= Euler tour technique =

Mathematical method in graph theory

Euler tour of a tree, with edges labeled to show the order in which they are traversed by the tour

The Euler tour technique (ETT), named after Leonhard Euler, is a method in graph theory for representing trees. The tree is viewed as a directed graph that contains two directed edges for each edge in the tree. The tree can then be represented as a Eulerian circuit of the directed graph, known as the Euler tour representation (ETR) of the tree. The ETT allows for efficient, parallel computation of solutions to common problems in algorithmic graph theory. It was introduced by Tarjan and Vishkin in 1984.

==Construction==
Given an undirected tree presented as a set of edges, the Euler tour representation (ETR) can be constructed in parallel as follows:
- We construct a symmetric list of directed edges:
  - For each undirected edge {u,v} in the tree, insert (u,v) and (v,u) in the edge list.
- Sort the edge list lexicographically. (Here we assume that the nodes of the tree are ordered, and that the root is the first element in this order.)
- Construct adjacency lists for each node (called next) and a map from nodes to the first entries of the adjacency lists (called first):
  - For each edge (u,v) in the list, do in parallel:
    - If the previous edge (x,y) has x ≠ u, i.e. starts from a different node, set first(u) = (u,v)
    - Else if x = u, i.e. starts from the same node, set next(x,y) = (u,v)

Construct an edge list (called succ) in Euler tour order by setting pointers succ(u,v) for all edges (u,v) in parallel according to the following rule:

 $$\mathrm{succ}(u,v)=\begin{cases}
                 \mathrm{next}(v,u) & \mathrm{next}(v,u)\neq \mathrm{nil} \\
                 \mathrm{first}(v)&\text{otherwise}.
                \end{cases}$$

The resulting list succ will be circular.

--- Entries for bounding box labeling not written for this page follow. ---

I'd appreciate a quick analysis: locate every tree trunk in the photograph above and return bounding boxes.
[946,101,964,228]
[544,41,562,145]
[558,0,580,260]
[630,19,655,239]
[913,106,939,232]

The overall construction takes work W(n) = O(sort(n)) (the time it takes to sort n items in parallel) if the tree has n nodes, as in trees the number of edges is one less than the number of nodes.

== Roots, advance and retreat edges ==
If the tree has a root, we can split the circular list succ at that root. In that case, we can speak of advance and retreat edges: given a pair of nodes u,v, the first occurrence of either (u,v) or (v,u) in the ETR is called the advance edge, and the second occurrence is called the retreat edge. This appeals to the intuition that the first time such an edge is traversed the distance to the root is increased, while the second time the distance decreases.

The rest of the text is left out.